Given the $r=1$ case, take $r\geq 2$ and let $G$ be a graph with $n$ vertices and minimal degree at least $(1-\frac{1}{r} +\epsilon)n$. Note that $0<\epsilon<1/r$.
Since $\delta(G) > (1-\frac{1}{r}+\frac{1}{r(r-1)})n$, by the induction hypothesis $G$ contains a $K_r(T)=K$, say, with $|T|=[d_r \log(n)]$.
I do not understand the first part of that statement. Why is $\delta(G) > (1-\frac{1}{r}+\frac{1}{r(r-1)})n$? I do not see anything that has been said which implies this to be the case? Since we only have $\epsilon >0$, then strictly speaking we could just have $0$ here!

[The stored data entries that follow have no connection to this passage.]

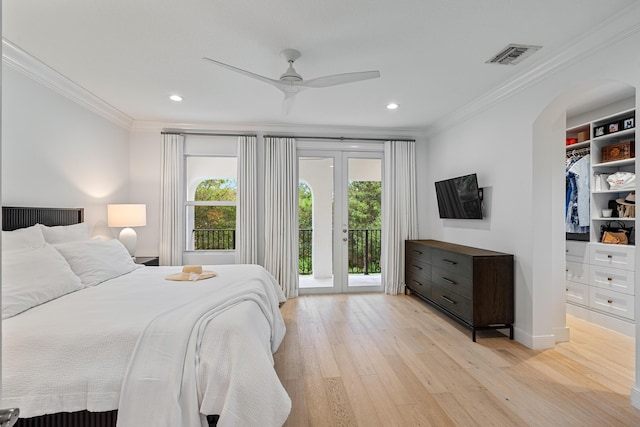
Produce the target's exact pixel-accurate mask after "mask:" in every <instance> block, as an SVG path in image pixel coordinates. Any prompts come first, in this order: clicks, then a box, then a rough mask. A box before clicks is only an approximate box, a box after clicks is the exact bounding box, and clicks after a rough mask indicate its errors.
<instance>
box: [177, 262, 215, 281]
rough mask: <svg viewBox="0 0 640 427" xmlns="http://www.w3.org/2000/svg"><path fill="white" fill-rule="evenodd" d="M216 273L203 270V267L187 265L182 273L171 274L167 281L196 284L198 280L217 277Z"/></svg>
mask: <svg viewBox="0 0 640 427" xmlns="http://www.w3.org/2000/svg"><path fill="white" fill-rule="evenodd" d="M215 276H216V273H215V272H213V271H210V270H203V269H202V266H201V265H185V266H184V267H182V272H180V273H175V274H171V275H169V276H167V277H166V279H167V280H178V281H185V282H195V281H196V280H204V279H210V278H211V277H215Z"/></svg>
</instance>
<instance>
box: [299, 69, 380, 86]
mask: <svg viewBox="0 0 640 427" xmlns="http://www.w3.org/2000/svg"><path fill="white" fill-rule="evenodd" d="M378 77H380V71H360V72H356V73H345V74H334V75H332V76H325V77H318V78H316V79H311V80H305V81H303V82H300V83H299V85H300V86H304V87H328V86H337V85H342V84H345V83H354V82H359V81H362V80H369V79H377V78H378Z"/></svg>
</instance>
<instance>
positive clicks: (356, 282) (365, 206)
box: [298, 149, 383, 294]
mask: <svg viewBox="0 0 640 427" xmlns="http://www.w3.org/2000/svg"><path fill="white" fill-rule="evenodd" d="M298 176H299V180H300V186H299V196H300V210H299V220H300V221H299V222H300V232H299V237H300V257H299V273H300V290H299V292H300V293H301V294H309V293H347V292H379V291H381V290H382V285H381V268H380V255H381V254H380V251H381V236H382V210H381V203H382V184H383V183H382V150H381V149H380V150H371V151H341V150H333V151H325V150H321V151H318V150H308V149H299V150H298Z"/></svg>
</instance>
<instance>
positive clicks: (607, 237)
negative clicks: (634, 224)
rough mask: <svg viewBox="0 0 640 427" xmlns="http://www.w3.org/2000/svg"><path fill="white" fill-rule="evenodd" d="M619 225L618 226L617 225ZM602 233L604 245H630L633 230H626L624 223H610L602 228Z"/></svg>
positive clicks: (601, 230) (627, 229) (607, 224)
mask: <svg viewBox="0 0 640 427" xmlns="http://www.w3.org/2000/svg"><path fill="white" fill-rule="evenodd" d="M616 224H617V225H616ZM600 231H601V232H602V238H601V239H600V241H601V242H602V243H609V244H614V245H628V244H629V236H630V234H631V228H626V227H625V225H624V224H623V223H622V222H619V221H609V222H607V223H606V224H605V225H602V226H601V227H600Z"/></svg>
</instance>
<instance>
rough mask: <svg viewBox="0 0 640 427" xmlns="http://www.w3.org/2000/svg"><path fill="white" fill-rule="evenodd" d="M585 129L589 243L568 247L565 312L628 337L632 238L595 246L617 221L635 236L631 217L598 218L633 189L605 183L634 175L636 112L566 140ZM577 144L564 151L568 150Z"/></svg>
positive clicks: (616, 117) (631, 260)
mask: <svg viewBox="0 0 640 427" xmlns="http://www.w3.org/2000/svg"><path fill="white" fill-rule="evenodd" d="M585 127H587V128H589V129H590V135H591V140H589V141H587V143H586V146H587V147H589V148H590V155H591V172H592V176H591V181H590V186H591V192H590V217H591V221H590V233H589V241H588V242H578V241H567V242H566V243H567V253H566V300H567V303H568V305H567V312H568V313H571V314H575V315H578V316H580V317H582V318H586V319H588V320H591V321H594V322H596V323H599V324H601V325H604V326H607V327H609V328H611V329H614V330H617V331H619V332H622V333H625V334H627V335H633V334H634V333H635V332H634V331H635V310H634V307H635V303H634V298H635V297H634V295H635V262H634V256H635V255H634V254H635V246H634V243H635V236H634V234H635V233H632V235H631V238H630V242H631V244H630V245H609V244H603V243H600V239H601V227H602V226H603V225H605V224H607V223H608V222H609V221H620V222H621V223H622V224H623V225H624V226H625V227H627V228H632V229H633V230H635V217H618V216H617V215H618V212H617V211H616V210H615V209H613V212H612V217H605V216H603V210H606V209H610V208H611V206H610V203H611V201H612V200H616V199H625V198H626V197H627V196H628V195H629V193H631V192H634V191H635V186H627V187H626V188H623V189H620V188H616V187H609V185H608V183H607V180H606V178H607V177H608V176H610V175H612V174H615V173H616V172H629V173H633V174H635V169H636V168H635V111H634V110H625V111H621V112H619V113H617V114H614V115H611V116H606V117H603V118H600V119H597V120H595V121H593V122H590V123H587V124H583V125H580V126H577V127H574V128H571V129H567V139H569V138H574V137H576V134H577V132H578V130H580V131H584V128H585ZM577 148H579V146H578V144H574V145H570V146H569V145H568V146H567V147H566V150H567V153H570V150H575V149H577Z"/></svg>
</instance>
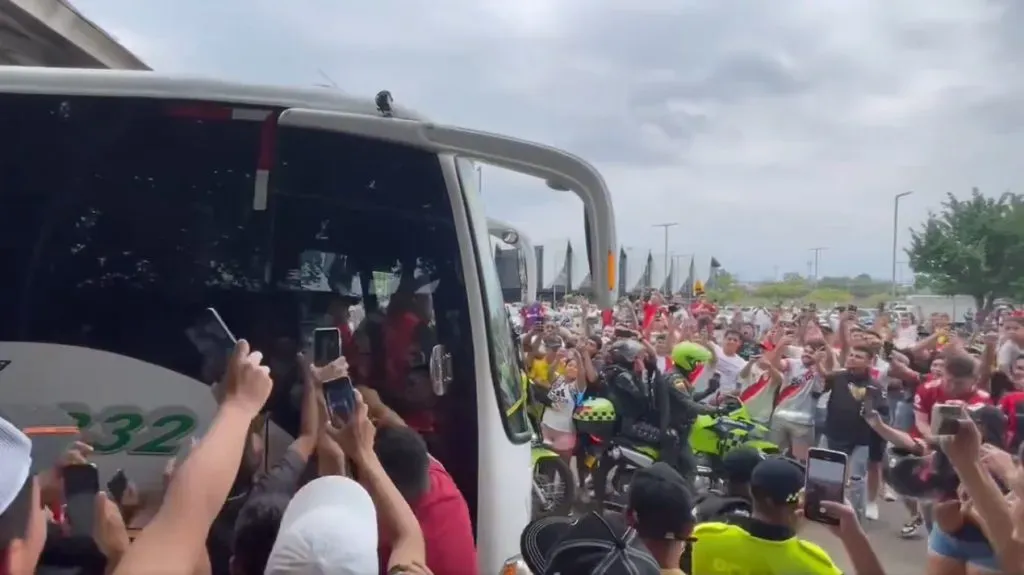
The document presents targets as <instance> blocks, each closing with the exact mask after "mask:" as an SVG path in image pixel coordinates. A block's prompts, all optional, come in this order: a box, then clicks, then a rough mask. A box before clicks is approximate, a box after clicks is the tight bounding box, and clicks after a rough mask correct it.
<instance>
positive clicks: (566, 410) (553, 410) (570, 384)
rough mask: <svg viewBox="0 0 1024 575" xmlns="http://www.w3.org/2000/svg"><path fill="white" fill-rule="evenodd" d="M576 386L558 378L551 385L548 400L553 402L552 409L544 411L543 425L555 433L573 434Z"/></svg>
mask: <svg viewBox="0 0 1024 575" xmlns="http://www.w3.org/2000/svg"><path fill="white" fill-rule="evenodd" d="M575 394H577V389H575V386H574V385H572V384H571V383H569V382H566V381H565V379H564V378H558V379H557V380H556V381H555V383H553V384H551V390H549V391H548V399H550V400H551V407H548V408H546V409H545V410H544V415H543V416H542V417H541V424H542V425H545V426H547V427H549V428H551V429H553V430H555V431H559V432H565V433H572V432H573V427H572V409H573V408H575Z"/></svg>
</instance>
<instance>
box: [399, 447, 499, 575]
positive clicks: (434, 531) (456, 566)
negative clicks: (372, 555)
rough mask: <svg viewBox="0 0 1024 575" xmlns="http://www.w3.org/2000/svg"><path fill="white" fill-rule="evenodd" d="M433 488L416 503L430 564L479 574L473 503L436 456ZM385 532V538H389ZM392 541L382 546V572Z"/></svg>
mask: <svg viewBox="0 0 1024 575" xmlns="http://www.w3.org/2000/svg"><path fill="white" fill-rule="evenodd" d="M428 474H429V476H430V490H429V491H427V494H426V495H424V496H423V498H421V499H420V500H419V501H417V503H416V504H415V505H413V513H414V514H415V515H416V519H417V520H419V522H420V528H421V529H422V530H423V538H424V540H425V542H426V546H427V567H428V568H429V569H430V571H432V572H434V573H437V574H438V575H440V574H442V573H443V574H444V575H479V566H478V565H477V564H478V562H477V559H476V542H475V541H474V540H473V525H472V523H471V522H470V520H469V505H467V504H466V499H465V498H464V497H463V496H462V492H460V491H459V488H458V487H456V484H455V481H453V480H452V476H450V475H449V474H447V471H445V470H444V467H443V466H441V465H440V462H438V461H437V460H436V459H433V458H431V459H430V469H429V470H428ZM386 540H387V539H385V538H384V537H383V536H382V537H381V541H382V542H383V541H386ZM390 557H391V548H390V546H389V545H385V544H382V545H381V548H380V559H381V573H386V572H387V562H388V559H389V558H390Z"/></svg>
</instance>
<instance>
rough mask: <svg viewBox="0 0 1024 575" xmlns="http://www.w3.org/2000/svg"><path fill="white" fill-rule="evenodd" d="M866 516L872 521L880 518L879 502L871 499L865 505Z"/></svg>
mask: <svg viewBox="0 0 1024 575" xmlns="http://www.w3.org/2000/svg"><path fill="white" fill-rule="evenodd" d="M864 518H865V519H869V520H871V521H878V520H879V504H878V503H876V502H874V501H871V502H869V503H867V504H865V505H864Z"/></svg>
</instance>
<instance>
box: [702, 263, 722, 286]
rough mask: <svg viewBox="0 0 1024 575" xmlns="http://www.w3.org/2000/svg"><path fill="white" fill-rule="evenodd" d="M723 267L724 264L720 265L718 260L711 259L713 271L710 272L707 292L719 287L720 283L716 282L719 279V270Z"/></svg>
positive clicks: (711, 265)
mask: <svg viewBox="0 0 1024 575" xmlns="http://www.w3.org/2000/svg"><path fill="white" fill-rule="evenodd" d="M721 267H722V264H720V263H719V262H718V260H716V259H715V258H712V259H711V269H710V270H708V281H705V289H706V290H714V289H715V287H716V286H717V284H718V281H716V279H718V270H719V268H721Z"/></svg>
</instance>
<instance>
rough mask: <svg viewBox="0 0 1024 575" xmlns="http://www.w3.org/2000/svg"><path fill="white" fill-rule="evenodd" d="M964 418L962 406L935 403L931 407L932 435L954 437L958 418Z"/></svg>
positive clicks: (957, 421)
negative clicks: (952, 436) (951, 436)
mask: <svg viewBox="0 0 1024 575" xmlns="http://www.w3.org/2000/svg"><path fill="white" fill-rule="evenodd" d="M963 416H964V406H962V405H953V404H950V403H937V404H935V406H933V407H932V435H935V436H940V435H956V432H957V431H958V430H959V418H961V417H963Z"/></svg>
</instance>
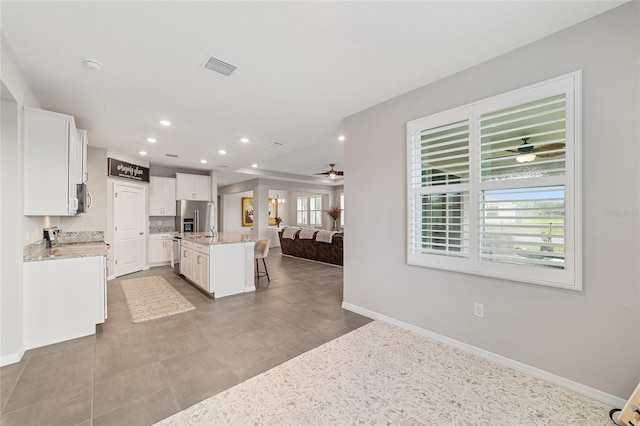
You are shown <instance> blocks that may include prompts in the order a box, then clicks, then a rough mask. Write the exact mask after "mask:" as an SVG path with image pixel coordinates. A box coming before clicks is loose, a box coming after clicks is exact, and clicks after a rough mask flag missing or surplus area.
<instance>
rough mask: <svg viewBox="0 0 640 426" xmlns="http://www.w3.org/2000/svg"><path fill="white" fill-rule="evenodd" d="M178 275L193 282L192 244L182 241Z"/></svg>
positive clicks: (192, 249) (185, 241)
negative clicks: (184, 276)
mask: <svg viewBox="0 0 640 426" xmlns="http://www.w3.org/2000/svg"><path fill="white" fill-rule="evenodd" d="M180 273H181V274H182V275H184V276H185V277H187V278H189V279H190V280H193V248H192V244H191V243H190V242H188V241H185V240H184V239H183V240H182V244H181V245H180Z"/></svg>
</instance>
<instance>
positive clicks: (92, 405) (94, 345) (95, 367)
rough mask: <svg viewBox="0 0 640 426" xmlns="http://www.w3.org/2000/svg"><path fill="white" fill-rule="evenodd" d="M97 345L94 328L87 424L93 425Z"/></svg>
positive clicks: (95, 392)
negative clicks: (91, 370)
mask: <svg viewBox="0 0 640 426" xmlns="http://www.w3.org/2000/svg"><path fill="white" fill-rule="evenodd" d="M107 303H108V302H107ZM107 309H108V306H107ZM96 327H98V326H97V325H96ZM101 327H102V326H101ZM97 347H98V333H97V330H96V338H95V339H94V343H93V380H92V381H91V411H90V413H89V426H93V405H94V400H95V394H96V357H97V354H96V351H97Z"/></svg>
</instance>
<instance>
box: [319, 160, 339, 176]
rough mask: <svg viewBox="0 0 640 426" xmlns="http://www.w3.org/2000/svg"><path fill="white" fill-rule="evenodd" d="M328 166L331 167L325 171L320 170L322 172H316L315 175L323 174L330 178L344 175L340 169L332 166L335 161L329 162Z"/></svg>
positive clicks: (334, 166)
mask: <svg viewBox="0 0 640 426" xmlns="http://www.w3.org/2000/svg"><path fill="white" fill-rule="evenodd" d="M329 166H330V167H331V170H329V171H326V172H322V173H316V174H317V175H325V176H328V177H330V178H331V179H335V178H336V177H338V176H344V172H343V171H341V170H335V169H334V167H335V166H336V164H335V163H331V164H329Z"/></svg>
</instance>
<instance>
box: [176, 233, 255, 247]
mask: <svg viewBox="0 0 640 426" xmlns="http://www.w3.org/2000/svg"><path fill="white" fill-rule="evenodd" d="M177 235H178V236H179V237H180V238H182V239H183V240H185V241H190V242H192V243H196V244H202V245H209V246H212V245H216V244H236V243H250V242H255V239H253V238H252V237H251V236H250V235H243V234H231V233H225V232H220V233H218V236H217V237H210V236H207V234H206V233H205V232H195V233H191V232H187V233H178V234H177Z"/></svg>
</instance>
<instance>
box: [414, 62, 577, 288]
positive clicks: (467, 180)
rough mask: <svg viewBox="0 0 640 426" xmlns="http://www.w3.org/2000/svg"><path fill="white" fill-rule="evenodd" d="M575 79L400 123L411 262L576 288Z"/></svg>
mask: <svg viewBox="0 0 640 426" xmlns="http://www.w3.org/2000/svg"><path fill="white" fill-rule="evenodd" d="M580 77H581V75H580V73H579V72H577V73H573V74H570V75H568V76H563V77H559V78H556V79H553V80H550V81H547V82H544V83H540V84H538V85H534V86H530V87H527V88H524V89H521V90H518V91H514V92H510V93H507V94H504V95H500V96H496V97H494V98H490V99H486V100H483V101H480V102H477V103H474V104H472V105H467V106H465V107H461V108H457V109H455V110H450V111H446V112H443V113H439V114H436V115H432V116H428V117H425V118H421V119H419V120H415V121H412V122H409V123H407V157H408V164H409V174H408V180H407V183H408V184H407V191H408V201H409V205H408V224H409V229H408V247H407V249H408V263H409V264H412V265H418V266H426V267H434V268H441V269H450V270H456V271H460V272H466V273H473V274H478V275H486V276H492V277H498V278H505V279H511V280H517V281H523V282H530V283H536V284H544V285H551V286H558V287H565V288H570V289H575V290H580V289H581V282H580V273H579V271H580V268H579V259H580V236H581V235H580V209H579V208H577V206H578V204H579V195H580V194H579V186H578V182H579V179H578V178H579V175H580V161H579V146H580V143H579V142H580V140H579V131H578V130H579V129H580V108H579V105H580Z"/></svg>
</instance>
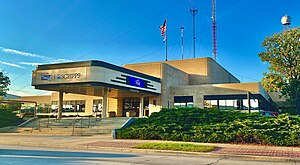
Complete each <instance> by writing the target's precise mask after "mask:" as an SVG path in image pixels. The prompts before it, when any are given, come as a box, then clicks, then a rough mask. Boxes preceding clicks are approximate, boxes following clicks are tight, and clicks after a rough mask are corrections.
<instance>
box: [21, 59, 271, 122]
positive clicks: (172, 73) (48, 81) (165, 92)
mask: <svg viewBox="0 0 300 165" xmlns="http://www.w3.org/2000/svg"><path fill="white" fill-rule="evenodd" d="M32 86H34V87H35V88H36V89H40V90H48V91H53V93H52V94H51V95H49V96H43V97H41V96H32V97H22V98H21V100H27V101H29V100H30V101H36V102H37V103H38V104H40V105H41V106H40V107H44V108H41V109H42V110H40V111H39V114H40V115H47V114H51V113H55V112H57V111H62V112H63V115H64V116H74V115H79V116H85V115H94V114H97V113H102V116H103V117H107V116H109V117H110V116H119V117H121V116H134V117H138V116H139V117H142V116H148V115H150V114H151V113H153V112H158V111H160V110H161V109H162V108H172V107H176V106H180V107H194V106H195V107H201V108H216V109H220V110H222V109H224V110H225V109H235V110H248V107H249V104H250V108H251V109H252V110H272V109H274V107H273V104H272V100H271V99H270V97H269V96H268V94H267V92H265V90H264V89H263V88H262V86H261V85H260V84H259V83H240V81H239V80H238V79H237V78H236V77H234V76H233V75H232V74H231V73H229V72H228V71H227V70H226V69H224V68H223V67H222V66H220V65H219V64H218V63H217V62H216V61H214V60H213V59H212V58H195V59H186V60H171V61H163V62H148V63H138V64H126V65H124V66H123V67H120V66H116V65H113V64H109V63H106V62H103V61H94V60H92V61H83V62H70V63H61V64H49V65H39V66H37V67H36V70H34V71H33V74H32ZM249 92H250V93H251V94H250V93H249ZM247 97H249V98H250V99H249V102H248V99H247Z"/></svg>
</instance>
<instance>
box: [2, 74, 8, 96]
mask: <svg viewBox="0 0 300 165" xmlns="http://www.w3.org/2000/svg"><path fill="white" fill-rule="evenodd" d="M9 85H10V80H9V78H8V77H7V76H6V75H5V74H4V73H3V72H0V96H6V93H7V91H8V86H9Z"/></svg>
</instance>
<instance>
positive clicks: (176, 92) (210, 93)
mask: <svg viewBox="0 0 300 165" xmlns="http://www.w3.org/2000/svg"><path fill="white" fill-rule="evenodd" d="M259 85H260V84H259V83H244V84H241V83H230V84H210V85H193V86H191V85H187V86H173V87H171V89H170V99H171V102H172V103H174V96H193V101H194V106H195V107H201V108H203V107H204V105H203V96H204V95H227V94H247V92H248V91H249V92H251V93H253V94H258V93H259ZM172 106H173V104H172Z"/></svg>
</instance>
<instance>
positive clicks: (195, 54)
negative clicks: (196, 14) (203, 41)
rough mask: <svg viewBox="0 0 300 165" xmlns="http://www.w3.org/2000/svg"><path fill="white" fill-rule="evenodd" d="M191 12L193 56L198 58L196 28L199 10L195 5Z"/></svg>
mask: <svg viewBox="0 0 300 165" xmlns="http://www.w3.org/2000/svg"><path fill="white" fill-rule="evenodd" d="M190 12H191V14H192V16H193V54H194V58H195V57H196V27H195V16H196V14H197V12H198V9H196V8H195V5H193V8H191V9H190Z"/></svg>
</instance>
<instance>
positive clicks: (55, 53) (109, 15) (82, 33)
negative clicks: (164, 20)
mask: <svg viewBox="0 0 300 165" xmlns="http://www.w3.org/2000/svg"><path fill="white" fill-rule="evenodd" d="M133 1H135V0H130V1H128V2H127V3H126V4H125V5H123V6H122V7H120V8H118V9H117V10H115V11H114V12H113V13H112V14H110V15H108V16H107V17H105V18H104V19H103V20H101V21H100V22H98V23H97V24H95V25H94V26H93V27H92V28H90V29H89V30H87V31H85V32H84V33H82V34H81V35H80V36H79V37H77V38H76V39H74V40H71V41H70V42H68V43H67V44H66V45H65V46H63V47H62V48H60V49H58V50H57V51H56V52H55V53H54V54H57V53H58V52H60V51H62V50H63V49H64V48H66V47H68V46H69V45H70V44H71V43H73V42H74V41H77V40H79V39H81V38H83V37H84V36H86V35H87V34H88V33H89V32H91V31H92V30H94V29H95V28H97V27H98V26H99V25H100V24H102V23H103V22H105V21H106V20H107V19H109V18H110V17H112V16H113V15H115V14H117V13H118V12H119V11H120V10H122V9H124V8H125V7H127V6H128V5H130V4H131V3H132V2H133ZM49 57H50V58H51V56H49ZM42 62H46V60H43V61H42ZM26 73H27V71H25V72H24V73H22V74H21V75H19V76H18V77H16V78H15V79H13V80H12V82H14V81H15V80H17V79H19V78H20V77H22V76H23V75H24V74H26Z"/></svg>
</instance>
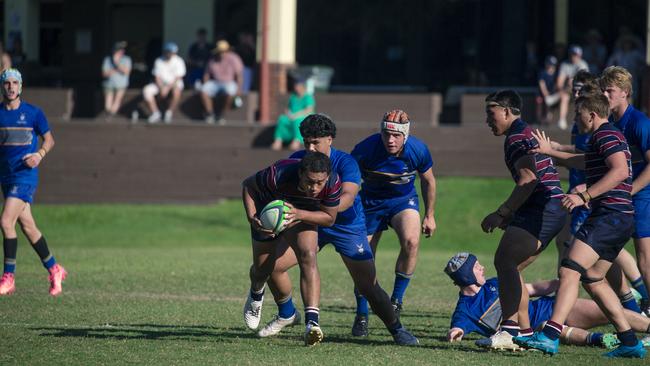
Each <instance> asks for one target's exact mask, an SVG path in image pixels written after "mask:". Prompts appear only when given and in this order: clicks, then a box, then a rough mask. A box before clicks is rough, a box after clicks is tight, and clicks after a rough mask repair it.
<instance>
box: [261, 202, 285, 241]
mask: <svg viewBox="0 0 650 366" xmlns="http://www.w3.org/2000/svg"><path fill="white" fill-rule="evenodd" d="M287 212H289V207H287V206H286V205H285V204H284V201H282V200H275V201H271V202H269V203H268V204H267V205H266V206H264V208H263V209H262V212H260V214H259V219H260V222H261V223H262V227H263V228H265V229H267V230H273V233H274V234H276V235H277V234H279V233H281V232H282V230H284V229H285V228H286V226H287V220H286V218H285V216H286V214H287Z"/></svg>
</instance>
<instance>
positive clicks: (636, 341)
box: [616, 329, 639, 347]
mask: <svg viewBox="0 0 650 366" xmlns="http://www.w3.org/2000/svg"><path fill="white" fill-rule="evenodd" d="M616 337H617V338H618V340H619V341H621V344H622V345H624V346H627V347H634V346H636V344H637V342H638V341H639V340H638V339H636V334H634V331H633V330H632V329H628V330H626V331H625V332H618V333H616Z"/></svg>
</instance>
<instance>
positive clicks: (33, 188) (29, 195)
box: [2, 183, 36, 204]
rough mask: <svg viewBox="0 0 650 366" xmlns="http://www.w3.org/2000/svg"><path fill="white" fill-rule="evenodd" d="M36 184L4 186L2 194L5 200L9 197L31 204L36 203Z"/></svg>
mask: <svg viewBox="0 0 650 366" xmlns="http://www.w3.org/2000/svg"><path fill="white" fill-rule="evenodd" d="M35 192H36V185H35V184H24V183H10V184H3V185H2V194H3V195H4V198H5V200H6V199H7V198H9V197H14V198H18V199H19V200H22V201H23V202H27V203H29V204H32V203H34V193H35Z"/></svg>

This is a typo. The corrected argument is that since $$ \delta(G) \ge \left(1 - \frac1r\right)n = \left(1 - \color{red}{\frac1{r-1}} + \frac1{r(r-1)}\right)n $$ we have $\delta(G) \ge \left(1 - \frac1{r-1} + \epsilon'\right)n$ for $\epsilon'= \frac1{r(r-1)}$. So we can, by induction, apply the $r-1$ case of this theorem to conclude that $G$ contains a $K_{r}(T)$, where $$ T \ge \frac{\epsilon'\log n}{2^{r-2}(r-2)!} = \frac{\frac1{r(r-1)} \log n}{2^{r-2} (r-2)!} = \frac{\log n}{2^{r-2} r!}. $$ This expression is rewritten as $d_r \log n$, where $d_r = \frac{2^{2-r}}{r!}$, in the next step.